Türkische Linsensuppe

Freiarbeit

Anschliessend nehmen ich an der Freiarbeit im C56 teil. Die Jugendlichen können wählen, woran sie arbeiten. Die meisten nutzen die Zeit, um an Inhalten aus anderen Fächern zu arbeiten. Doch das ist nicht Pflicht. Einige Jugendlichen arbeiten im Gang. Ich beobachte, wie einige ihre Woche planen und einen Stundenplan erstellen. Dadurch lernen sie Verantwortung für ihr Lernen zu übernehmen. Es ergibt sich, dass ich länger mit einer Lernbegleiterin sprechen kann.
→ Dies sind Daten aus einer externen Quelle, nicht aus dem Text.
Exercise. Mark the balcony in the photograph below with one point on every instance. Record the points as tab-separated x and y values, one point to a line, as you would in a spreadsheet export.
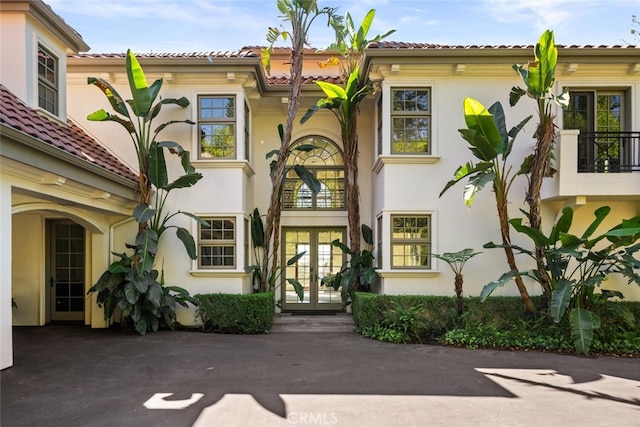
609	152
603	165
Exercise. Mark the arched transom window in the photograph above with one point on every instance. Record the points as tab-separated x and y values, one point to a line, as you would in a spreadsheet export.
325	162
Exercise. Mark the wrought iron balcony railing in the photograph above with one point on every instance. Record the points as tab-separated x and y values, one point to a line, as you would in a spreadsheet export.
609	152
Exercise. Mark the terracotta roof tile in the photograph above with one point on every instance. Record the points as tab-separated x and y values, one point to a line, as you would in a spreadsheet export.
72	139
243	53
306	80
430	46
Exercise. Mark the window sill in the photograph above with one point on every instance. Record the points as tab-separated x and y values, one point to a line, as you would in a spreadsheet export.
218	273
406	274
404	159
224	164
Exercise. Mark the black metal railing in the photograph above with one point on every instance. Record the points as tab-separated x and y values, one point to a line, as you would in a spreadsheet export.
609	152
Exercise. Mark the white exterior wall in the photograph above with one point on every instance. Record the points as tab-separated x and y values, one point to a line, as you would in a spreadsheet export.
6	338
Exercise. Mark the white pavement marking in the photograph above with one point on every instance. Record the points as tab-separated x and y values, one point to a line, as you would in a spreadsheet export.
157	401
542	397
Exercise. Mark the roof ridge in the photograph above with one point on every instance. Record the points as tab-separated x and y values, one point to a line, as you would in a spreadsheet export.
73	140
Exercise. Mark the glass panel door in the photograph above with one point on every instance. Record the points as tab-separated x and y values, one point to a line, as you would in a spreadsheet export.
321	259
68	270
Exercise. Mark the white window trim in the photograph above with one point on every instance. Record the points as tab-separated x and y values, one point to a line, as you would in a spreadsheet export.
240	101
387	87
387	271
61	60
240	261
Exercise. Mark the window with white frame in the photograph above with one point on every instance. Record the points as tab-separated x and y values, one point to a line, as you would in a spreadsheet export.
48	89
411	121
217	243
410	241
379	241
323	159
217	126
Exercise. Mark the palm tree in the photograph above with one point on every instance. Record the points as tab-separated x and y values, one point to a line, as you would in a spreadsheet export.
491	144
344	102
539	77
301	14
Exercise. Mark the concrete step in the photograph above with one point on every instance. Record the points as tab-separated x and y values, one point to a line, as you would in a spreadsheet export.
287	322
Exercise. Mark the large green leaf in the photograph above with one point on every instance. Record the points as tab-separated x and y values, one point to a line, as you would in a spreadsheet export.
298	288
143	95
476	183
183	181
600	213
164	125
102	116
464	171
181	102
562	225
187	240
308	178
154	294
143	213
540	73
131	293
332	91
295	258
480	146
500	121
560	299
488	289
116	101
582	322
158	174
367	234
538	238
257	229
478	118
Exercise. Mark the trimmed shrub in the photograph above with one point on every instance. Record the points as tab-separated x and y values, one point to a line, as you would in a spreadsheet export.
236	314
499	323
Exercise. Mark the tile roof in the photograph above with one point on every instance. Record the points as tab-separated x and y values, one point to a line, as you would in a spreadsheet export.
306	80
242	53
430	46
72	139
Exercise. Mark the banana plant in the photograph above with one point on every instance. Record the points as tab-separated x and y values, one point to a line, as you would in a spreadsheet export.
538	77
131	283
258	239
358	273
456	261
343	102
491	144
577	265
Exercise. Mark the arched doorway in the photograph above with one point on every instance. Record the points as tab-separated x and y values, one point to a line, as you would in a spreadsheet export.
324	160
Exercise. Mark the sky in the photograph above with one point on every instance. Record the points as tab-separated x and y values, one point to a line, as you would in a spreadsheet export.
163	26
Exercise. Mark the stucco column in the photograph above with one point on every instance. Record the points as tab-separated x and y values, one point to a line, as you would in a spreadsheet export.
6	339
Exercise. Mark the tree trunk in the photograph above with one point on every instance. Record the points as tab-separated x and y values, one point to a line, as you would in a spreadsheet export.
272	226
503	216
458	287
540	167
351	187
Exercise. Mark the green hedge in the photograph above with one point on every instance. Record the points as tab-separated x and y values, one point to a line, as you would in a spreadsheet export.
236	314
499	322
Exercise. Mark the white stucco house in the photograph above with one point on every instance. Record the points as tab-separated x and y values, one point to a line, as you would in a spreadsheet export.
67	185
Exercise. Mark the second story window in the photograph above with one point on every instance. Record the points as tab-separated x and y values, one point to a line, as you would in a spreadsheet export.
217	243
217	127
411	121
325	162
47	81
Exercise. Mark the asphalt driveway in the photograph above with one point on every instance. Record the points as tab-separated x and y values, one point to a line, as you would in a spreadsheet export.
67	375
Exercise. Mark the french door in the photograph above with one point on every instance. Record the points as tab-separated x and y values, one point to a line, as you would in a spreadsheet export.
67	267
321	259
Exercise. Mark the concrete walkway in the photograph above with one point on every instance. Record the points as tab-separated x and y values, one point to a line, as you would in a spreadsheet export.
76	376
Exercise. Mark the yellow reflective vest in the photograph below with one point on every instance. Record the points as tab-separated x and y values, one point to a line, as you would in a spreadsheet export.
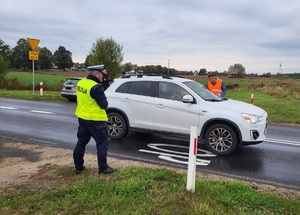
87	107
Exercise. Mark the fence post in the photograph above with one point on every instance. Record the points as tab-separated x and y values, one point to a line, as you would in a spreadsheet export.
41	88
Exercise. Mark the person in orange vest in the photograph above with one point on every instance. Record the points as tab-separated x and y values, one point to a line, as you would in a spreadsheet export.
216	85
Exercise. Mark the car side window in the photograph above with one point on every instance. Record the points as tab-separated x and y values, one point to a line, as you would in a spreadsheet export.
143	88
171	91
123	88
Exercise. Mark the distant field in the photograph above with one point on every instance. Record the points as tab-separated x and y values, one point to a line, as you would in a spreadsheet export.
279	97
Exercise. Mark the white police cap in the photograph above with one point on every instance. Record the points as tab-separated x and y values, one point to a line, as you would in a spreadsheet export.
98	68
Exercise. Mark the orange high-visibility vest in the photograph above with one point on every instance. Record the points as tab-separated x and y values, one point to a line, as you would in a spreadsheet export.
217	88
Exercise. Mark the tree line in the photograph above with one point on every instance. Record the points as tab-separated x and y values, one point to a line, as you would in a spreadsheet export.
104	51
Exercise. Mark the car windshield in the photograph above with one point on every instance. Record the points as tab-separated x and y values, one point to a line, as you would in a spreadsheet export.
200	90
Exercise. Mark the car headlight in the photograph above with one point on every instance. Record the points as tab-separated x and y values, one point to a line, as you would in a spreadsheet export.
253	119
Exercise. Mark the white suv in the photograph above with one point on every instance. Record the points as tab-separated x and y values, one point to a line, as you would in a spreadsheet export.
172	105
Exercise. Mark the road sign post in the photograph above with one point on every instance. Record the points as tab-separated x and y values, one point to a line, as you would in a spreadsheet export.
33	55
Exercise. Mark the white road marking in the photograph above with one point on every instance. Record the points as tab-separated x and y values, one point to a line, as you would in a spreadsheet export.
176	156
10	108
285	142
38	111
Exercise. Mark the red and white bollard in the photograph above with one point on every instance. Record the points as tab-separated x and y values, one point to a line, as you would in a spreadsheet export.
252	99
41	88
191	176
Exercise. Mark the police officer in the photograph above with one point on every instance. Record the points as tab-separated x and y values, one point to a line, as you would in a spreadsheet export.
92	118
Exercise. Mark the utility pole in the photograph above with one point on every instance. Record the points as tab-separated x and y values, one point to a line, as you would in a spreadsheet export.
280	69
168	67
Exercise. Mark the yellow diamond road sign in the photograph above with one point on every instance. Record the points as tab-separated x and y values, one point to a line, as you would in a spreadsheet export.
33	55
33	43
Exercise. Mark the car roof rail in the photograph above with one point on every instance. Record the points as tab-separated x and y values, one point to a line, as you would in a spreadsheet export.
162	75
140	76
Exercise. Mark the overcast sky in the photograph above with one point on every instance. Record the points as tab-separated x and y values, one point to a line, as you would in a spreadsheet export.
189	34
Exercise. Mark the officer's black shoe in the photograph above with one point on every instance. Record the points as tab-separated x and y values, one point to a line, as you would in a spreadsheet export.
108	170
78	171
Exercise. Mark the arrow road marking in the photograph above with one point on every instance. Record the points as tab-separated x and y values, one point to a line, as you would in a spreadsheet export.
286	142
176	156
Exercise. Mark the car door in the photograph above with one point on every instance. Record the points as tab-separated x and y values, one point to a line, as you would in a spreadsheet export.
138	102
170	113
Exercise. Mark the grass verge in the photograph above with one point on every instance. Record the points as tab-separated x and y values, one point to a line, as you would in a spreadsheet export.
134	190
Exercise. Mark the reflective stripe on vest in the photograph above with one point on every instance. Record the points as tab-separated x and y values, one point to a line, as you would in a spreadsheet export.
87	107
217	88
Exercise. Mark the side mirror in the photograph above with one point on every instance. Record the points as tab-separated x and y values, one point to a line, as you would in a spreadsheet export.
188	99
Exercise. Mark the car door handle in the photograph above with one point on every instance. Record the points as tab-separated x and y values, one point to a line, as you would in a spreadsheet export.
159	106
126	100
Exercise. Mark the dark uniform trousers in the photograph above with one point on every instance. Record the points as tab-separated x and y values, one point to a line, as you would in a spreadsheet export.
86	130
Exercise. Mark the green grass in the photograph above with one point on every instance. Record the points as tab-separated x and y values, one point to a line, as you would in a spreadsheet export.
146	191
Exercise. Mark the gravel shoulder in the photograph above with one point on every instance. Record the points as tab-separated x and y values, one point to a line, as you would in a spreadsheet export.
30	167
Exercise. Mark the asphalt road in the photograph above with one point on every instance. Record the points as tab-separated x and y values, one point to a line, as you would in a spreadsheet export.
275	161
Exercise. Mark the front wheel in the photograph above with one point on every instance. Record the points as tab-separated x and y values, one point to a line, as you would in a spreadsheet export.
117	127
221	139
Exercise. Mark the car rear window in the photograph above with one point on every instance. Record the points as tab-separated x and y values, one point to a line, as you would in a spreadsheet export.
143	88
72	81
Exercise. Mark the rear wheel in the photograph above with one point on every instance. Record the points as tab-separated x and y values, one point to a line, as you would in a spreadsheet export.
117	127
221	139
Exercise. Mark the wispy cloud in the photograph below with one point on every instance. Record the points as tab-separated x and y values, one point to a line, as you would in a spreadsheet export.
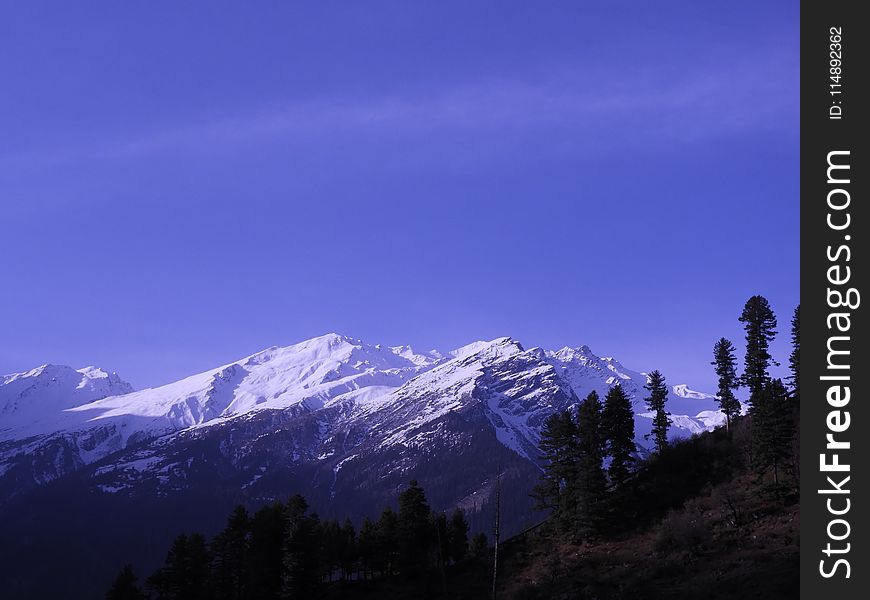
638	108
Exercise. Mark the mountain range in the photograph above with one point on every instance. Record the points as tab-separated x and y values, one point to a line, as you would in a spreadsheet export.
341	421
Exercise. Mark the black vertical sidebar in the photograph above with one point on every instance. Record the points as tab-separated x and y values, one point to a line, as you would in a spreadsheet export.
835	373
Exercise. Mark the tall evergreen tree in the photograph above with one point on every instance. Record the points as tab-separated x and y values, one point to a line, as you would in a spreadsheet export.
794	359
759	322
457	536
725	361
591	480
617	421
229	551
772	429
387	554
479	547
266	552
185	572
125	586
348	549
655	402
367	546
557	489
301	573
415	530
Sie ist erst seit September an der ILB und möchte gerne, dass ich ihr meinen Eindruck von der Schule schildere, was ich gerne mache. Die Schule ist sehr facettenreich. Durch die Autonomie der Tandems sind die Einstellungen der Mitarbeiter sehr unterschiedlich, was der neuen Lernbegleiterin auch aufgefallen ist. Wie wird damit umgegangen, wenn Jugendliche ein schlechtes Arbeitsverhalten an den Tag legen? Wir fragen den anderen Lernbegleiter. Er sagt, bei ihm hätte eine schlechte Arbeitshaltung Einfluss auf die Noten, doch er wissen von Kollegen, bei denen es keine Konsequenzen gäbe. Bis zur 7. Klasse sei die Beurteilung des Arbeitsverhaltens im Zeugnis vorgesehen, danach nicht mehr. Dieses kurze Gespräch ist ein weiteres Indiz dafür, dass an der ILB kein einheitliches Konzept existiert. Dennoch herrscht unter den Lernbegleitern ein positives Klima. Neue Lehrpersonen an der ILB erhalten ein Jahr Zeit, um sich einzuleben. In dieser Zeit haben sie auch die Möglichkeit, in anderen Tandems zu schnuppern. Dem Rektor ist es sehr wichtig, dass die Mitarbeiter ihre Gaben einbringen und in dem Bereich arbeiten, wofür ihr Herz schlägt. So konnten eine SHP die Lebenspraxis und ein SHP das Lernen in der Au ins Leben rufen. Jeder Mitarbeiter entwickelt ein eigenes Profil und identifiziert sich dadurch mit seiner Arbeit.